During the decoding process, the bit stream 12 is de-quantized in
the sub-band reconstruction means 26 into sub-band signals. The
sub-band signals are fed to the synthesis filter bank 28, which
synthesizes the audio signal from the sub-band signals and creates
the output signal 14.
[0050] It is in many cases possible to efficiently and with
perceptual accuracy synthesize the high frequency region using only
the low frequency region and a limited amount of additional control
information. Optimally, the coding of the high frequency part only
requires a small number of control parameters. Since the whole
upper part of the spectrum can be synthesized with a small amount
of information, considerable savings can be achieved in the total
bit rate.
[0051] Current coding techniques, such as MP3pro, utilize these
properties in audio signals by introducing an SBR coding scheme in
addition to the psychoacoustic coding.

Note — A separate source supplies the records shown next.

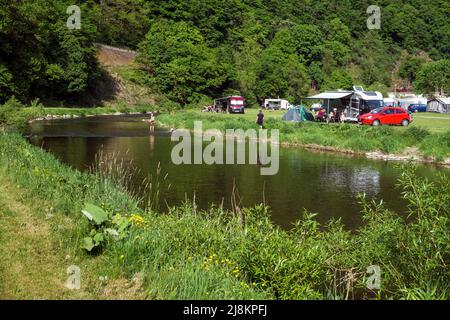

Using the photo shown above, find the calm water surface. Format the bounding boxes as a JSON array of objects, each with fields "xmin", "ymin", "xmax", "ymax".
[{"xmin": 28, "ymin": 116, "xmax": 448, "ymax": 229}]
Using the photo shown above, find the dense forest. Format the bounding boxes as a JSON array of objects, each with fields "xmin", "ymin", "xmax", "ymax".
[{"xmin": 0, "ymin": 0, "xmax": 450, "ymax": 105}]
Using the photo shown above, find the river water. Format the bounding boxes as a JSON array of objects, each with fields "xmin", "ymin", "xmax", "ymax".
[{"xmin": 27, "ymin": 116, "xmax": 447, "ymax": 229}]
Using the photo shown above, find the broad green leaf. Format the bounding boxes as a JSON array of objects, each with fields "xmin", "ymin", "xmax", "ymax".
[
  {"xmin": 105, "ymin": 228, "xmax": 119, "ymax": 237},
  {"xmin": 94, "ymin": 232, "xmax": 105, "ymax": 245},
  {"xmin": 81, "ymin": 203, "xmax": 108, "ymax": 225},
  {"xmin": 81, "ymin": 237, "xmax": 95, "ymax": 251}
]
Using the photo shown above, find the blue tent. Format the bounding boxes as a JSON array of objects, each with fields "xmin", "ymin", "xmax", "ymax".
[{"xmin": 282, "ymin": 106, "xmax": 314, "ymax": 122}]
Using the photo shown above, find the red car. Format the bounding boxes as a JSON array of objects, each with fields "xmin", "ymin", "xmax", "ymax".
[{"xmin": 358, "ymin": 107, "xmax": 412, "ymax": 127}]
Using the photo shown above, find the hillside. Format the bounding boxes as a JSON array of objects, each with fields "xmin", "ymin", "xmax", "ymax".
[{"xmin": 0, "ymin": 0, "xmax": 450, "ymax": 105}]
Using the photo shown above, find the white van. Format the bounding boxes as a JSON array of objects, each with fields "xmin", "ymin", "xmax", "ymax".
[{"xmin": 263, "ymin": 99, "xmax": 293, "ymax": 110}]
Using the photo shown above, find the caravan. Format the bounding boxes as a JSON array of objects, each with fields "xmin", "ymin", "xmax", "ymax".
[
  {"xmin": 308, "ymin": 86, "xmax": 384, "ymax": 122},
  {"xmin": 263, "ymin": 99, "xmax": 293, "ymax": 110}
]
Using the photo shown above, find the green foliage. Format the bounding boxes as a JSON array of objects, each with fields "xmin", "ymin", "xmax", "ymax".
[
  {"xmin": 398, "ymin": 56, "xmax": 425, "ymax": 83},
  {"xmin": 0, "ymin": 134, "xmax": 450, "ymax": 299},
  {"xmin": 139, "ymin": 20, "xmax": 227, "ymax": 103},
  {"xmin": 0, "ymin": 0, "xmax": 98, "ymax": 102},
  {"xmin": 0, "ymin": 0, "xmax": 450, "ymax": 105},
  {"xmin": 254, "ymin": 47, "xmax": 309, "ymax": 102},
  {"xmin": 324, "ymin": 69, "xmax": 353, "ymax": 90},
  {"xmin": 81, "ymin": 203, "xmax": 130, "ymax": 252},
  {"xmin": 414, "ymin": 59, "xmax": 450, "ymax": 95}
]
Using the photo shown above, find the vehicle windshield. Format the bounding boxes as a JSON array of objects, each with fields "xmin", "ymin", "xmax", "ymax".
[
  {"xmin": 230, "ymin": 99, "xmax": 244, "ymax": 106},
  {"xmin": 370, "ymin": 108, "xmax": 384, "ymax": 114}
]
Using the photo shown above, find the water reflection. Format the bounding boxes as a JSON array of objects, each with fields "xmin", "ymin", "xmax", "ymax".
[{"xmin": 29, "ymin": 118, "xmax": 448, "ymax": 228}]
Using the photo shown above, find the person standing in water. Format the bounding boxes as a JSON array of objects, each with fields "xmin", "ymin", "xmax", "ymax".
[{"xmin": 256, "ymin": 110, "xmax": 264, "ymax": 129}]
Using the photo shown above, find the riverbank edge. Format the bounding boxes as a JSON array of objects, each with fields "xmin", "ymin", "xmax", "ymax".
[
  {"xmin": 27, "ymin": 108, "xmax": 450, "ymax": 169},
  {"xmin": 156, "ymin": 118, "xmax": 450, "ymax": 169},
  {"xmin": 0, "ymin": 133, "xmax": 448, "ymax": 300}
]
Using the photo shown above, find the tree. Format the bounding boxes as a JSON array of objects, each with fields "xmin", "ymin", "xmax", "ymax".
[
  {"xmin": 398, "ymin": 56, "xmax": 425, "ymax": 84},
  {"xmin": 138, "ymin": 20, "xmax": 228, "ymax": 104},
  {"xmin": 255, "ymin": 47, "xmax": 310, "ymax": 102},
  {"xmin": 324, "ymin": 69, "xmax": 353, "ymax": 90},
  {"xmin": 414, "ymin": 59, "xmax": 450, "ymax": 95}
]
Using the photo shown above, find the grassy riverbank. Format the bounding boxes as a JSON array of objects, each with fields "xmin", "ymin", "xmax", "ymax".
[
  {"xmin": 0, "ymin": 133, "xmax": 450, "ymax": 299},
  {"xmin": 158, "ymin": 110, "xmax": 450, "ymax": 162}
]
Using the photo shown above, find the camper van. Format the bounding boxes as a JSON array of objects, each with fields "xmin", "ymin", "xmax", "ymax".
[
  {"xmin": 308, "ymin": 86, "xmax": 384, "ymax": 122},
  {"xmin": 263, "ymin": 99, "xmax": 292, "ymax": 110},
  {"xmin": 214, "ymin": 96, "xmax": 245, "ymax": 113}
]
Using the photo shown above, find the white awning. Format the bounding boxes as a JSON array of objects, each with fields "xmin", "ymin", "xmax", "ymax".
[{"xmin": 307, "ymin": 91, "xmax": 353, "ymax": 100}]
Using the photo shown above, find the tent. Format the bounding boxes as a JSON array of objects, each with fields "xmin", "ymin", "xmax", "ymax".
[
  {"xmin": 282, "ymin": 106, "xmax": 314, "ymax": 122},
  {"xmin": 427, "ymin": 98, "xmax": 450, "ymax": 113}
]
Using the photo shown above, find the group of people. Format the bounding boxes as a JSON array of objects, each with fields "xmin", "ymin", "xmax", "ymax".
[
  {"xmin": 202, "ymin": 105, "xmax": 217, "ymax": 112},
  {"xmin": 313, "ymin": 108, "xmax": 345, "ymax": 123}
]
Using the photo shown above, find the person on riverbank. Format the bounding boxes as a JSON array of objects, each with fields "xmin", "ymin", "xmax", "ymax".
[{"xmin": 256, "ymin": 110, "xmax": 264, "ymax": 129}]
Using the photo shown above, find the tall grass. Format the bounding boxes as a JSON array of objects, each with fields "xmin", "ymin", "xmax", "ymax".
[{"xmin": 0, "ymin": 133, "xmax": 450, "ymax": 299}]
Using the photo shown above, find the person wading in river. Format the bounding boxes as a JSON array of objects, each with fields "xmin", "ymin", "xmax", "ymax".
[{"xmin": 256, "ymin": 110, "xmax": 264, "ymax": 129}]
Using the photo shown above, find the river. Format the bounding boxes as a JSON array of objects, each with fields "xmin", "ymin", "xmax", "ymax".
[{"xmin": 27, "ymin": 116, "xmax": 447, "ymax": 229}]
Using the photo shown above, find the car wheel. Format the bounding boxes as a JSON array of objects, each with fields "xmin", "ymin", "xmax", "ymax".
[{"xmin": 372, "ymin": 120, "xmax": 381, "ymax": 127}]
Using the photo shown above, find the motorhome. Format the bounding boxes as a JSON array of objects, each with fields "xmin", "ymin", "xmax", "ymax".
[
  {"xmin": 214, "ymin": 96, "xmax": 245, "ymax": 113},
  {"xmin": 308, "ymin": 86, "xmax": 384, "ymax": 122},
  {"xmin": 263, "ymin": 99, "xmax": 293, "ymax": 110}
]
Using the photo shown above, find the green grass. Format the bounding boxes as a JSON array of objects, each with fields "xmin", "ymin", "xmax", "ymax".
[
  {"xmin": 158, "ymin": 109, "xmax": 450, "ymax": 161},
  {"xmin": 411, "ymin": 112, "xmax": 450, "ymax": 133},
  {"xmin": 0, "ymin": 133, "xmax": 450, "ymax": 299}
]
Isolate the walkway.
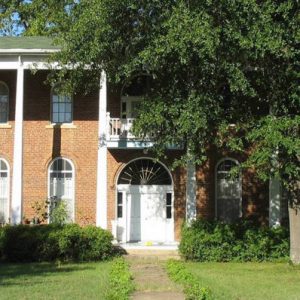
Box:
[127,250,185,300]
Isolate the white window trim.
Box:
[120,96,143,119]
[0,81,11,124]
[47,85,74,128]
[0,157,11,221]
[115,156,175,242]
[47,156,76,224]
[215,157,243,220]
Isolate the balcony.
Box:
[106,113,153,148]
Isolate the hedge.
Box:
[179,219,289,262]
[0,224,114,262]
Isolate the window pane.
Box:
[65,103,72,113]
[52,113,58,123]
[117,193,123,205]
[64,113,72,123]
[58,113,65,123]
[52,87,72,123]
[117,206,123,218]
[167,193,172,205]
[167,206,172,219]
[53,103,59,113]
[58,102,66,113]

In SBR, the high frequency
region can be generated separately utilizing the coded low
frequency region, as illustrated schematically in FIGS. 4 and
5.
[0052] FIG. 4 illustrates schematically an encoder 4. The encoder 4
comprises low pass filter, filtering means or filtering element 30,
coding means or a coding element 31, an SBR element or means 32, an
envelope extraction means or element 34 and bit stream formatter
means or element 22.
[0053] The low pass filter 30 first defines a cut-off frequency up
to which the input signal 10 is filtered. The effect is illustrated
in FIG. 6a. Only frequencies below the cut-off frequency 36 pass
the filter.
[0054] The coding means or element 31 carry out quantization and
Huffman coding with thirty-two low frequency sub-bands. The low
frequency contents are converted within the coding element or means
31 into the QMF domain. The low frequency contents are transposed
based on the output of coder 31. The transposition is done in SBR
element or means 32. The effect of transposition of the low
frequencies to the high frequencies is illustrated within FIG. 6b.

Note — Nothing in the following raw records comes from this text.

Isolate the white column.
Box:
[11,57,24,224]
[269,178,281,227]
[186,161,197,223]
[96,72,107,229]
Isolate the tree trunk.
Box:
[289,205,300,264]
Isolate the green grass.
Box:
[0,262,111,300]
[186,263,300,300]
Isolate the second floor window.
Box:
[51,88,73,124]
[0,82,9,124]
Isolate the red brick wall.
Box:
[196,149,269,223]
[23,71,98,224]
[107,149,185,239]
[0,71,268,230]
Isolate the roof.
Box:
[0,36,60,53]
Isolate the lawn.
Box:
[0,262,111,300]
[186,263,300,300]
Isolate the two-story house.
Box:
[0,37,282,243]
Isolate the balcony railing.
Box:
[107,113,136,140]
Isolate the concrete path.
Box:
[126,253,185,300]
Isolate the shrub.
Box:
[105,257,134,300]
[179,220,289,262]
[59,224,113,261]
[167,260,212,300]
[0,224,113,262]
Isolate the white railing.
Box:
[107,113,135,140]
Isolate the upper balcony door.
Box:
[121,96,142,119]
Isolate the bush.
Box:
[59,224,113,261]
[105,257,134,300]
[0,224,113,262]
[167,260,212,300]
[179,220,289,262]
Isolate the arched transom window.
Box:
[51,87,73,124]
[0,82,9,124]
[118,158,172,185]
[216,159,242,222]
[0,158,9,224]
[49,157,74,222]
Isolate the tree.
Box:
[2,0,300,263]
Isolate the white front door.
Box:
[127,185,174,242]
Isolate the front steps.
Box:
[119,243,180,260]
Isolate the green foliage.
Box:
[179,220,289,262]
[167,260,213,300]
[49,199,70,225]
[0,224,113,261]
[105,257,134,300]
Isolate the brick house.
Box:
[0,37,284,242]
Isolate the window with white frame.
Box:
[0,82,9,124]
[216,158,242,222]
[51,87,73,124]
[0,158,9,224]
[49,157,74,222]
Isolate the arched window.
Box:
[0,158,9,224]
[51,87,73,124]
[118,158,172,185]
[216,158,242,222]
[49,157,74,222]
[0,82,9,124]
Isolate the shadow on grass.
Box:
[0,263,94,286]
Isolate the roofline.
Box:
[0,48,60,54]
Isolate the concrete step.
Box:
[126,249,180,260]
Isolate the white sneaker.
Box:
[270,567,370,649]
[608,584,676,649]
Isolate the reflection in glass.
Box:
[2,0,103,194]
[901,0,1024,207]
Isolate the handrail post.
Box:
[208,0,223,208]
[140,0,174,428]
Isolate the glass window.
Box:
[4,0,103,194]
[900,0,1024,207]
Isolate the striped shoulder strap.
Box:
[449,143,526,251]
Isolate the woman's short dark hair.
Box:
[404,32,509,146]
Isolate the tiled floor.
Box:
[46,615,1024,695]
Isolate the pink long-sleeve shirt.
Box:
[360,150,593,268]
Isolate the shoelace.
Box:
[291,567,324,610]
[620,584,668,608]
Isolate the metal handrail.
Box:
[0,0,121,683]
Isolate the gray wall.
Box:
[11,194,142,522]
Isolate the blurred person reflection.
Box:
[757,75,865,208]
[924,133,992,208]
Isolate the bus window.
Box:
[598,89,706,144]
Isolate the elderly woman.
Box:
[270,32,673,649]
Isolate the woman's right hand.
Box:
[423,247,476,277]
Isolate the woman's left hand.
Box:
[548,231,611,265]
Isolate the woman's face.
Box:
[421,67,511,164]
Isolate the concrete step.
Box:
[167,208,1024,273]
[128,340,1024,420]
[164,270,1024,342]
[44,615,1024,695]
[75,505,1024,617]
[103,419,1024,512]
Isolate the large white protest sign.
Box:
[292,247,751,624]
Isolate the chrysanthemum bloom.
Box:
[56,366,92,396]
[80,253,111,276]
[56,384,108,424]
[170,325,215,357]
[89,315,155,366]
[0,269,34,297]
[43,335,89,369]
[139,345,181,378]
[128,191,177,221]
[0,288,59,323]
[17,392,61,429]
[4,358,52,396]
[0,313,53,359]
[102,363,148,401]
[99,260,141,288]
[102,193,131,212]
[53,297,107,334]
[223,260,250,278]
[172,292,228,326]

The transposition is performed blindly such that the low frequency
sub-band samples are just copied into high frequency sub-band
samples. This is done similarly in every frame of the input signal
and independently of the characteristics of the input signal.
[0055] In the SBR element or means 32, the high frequency sub-bands
can be adjusted based on additional information. This is done to
make particular features of the synthesized high frequency region
more similar with the original one. Additional components, such as
sinusoids or noise, can be added to the high frequency region to
increase the similarity with the original high frequency region.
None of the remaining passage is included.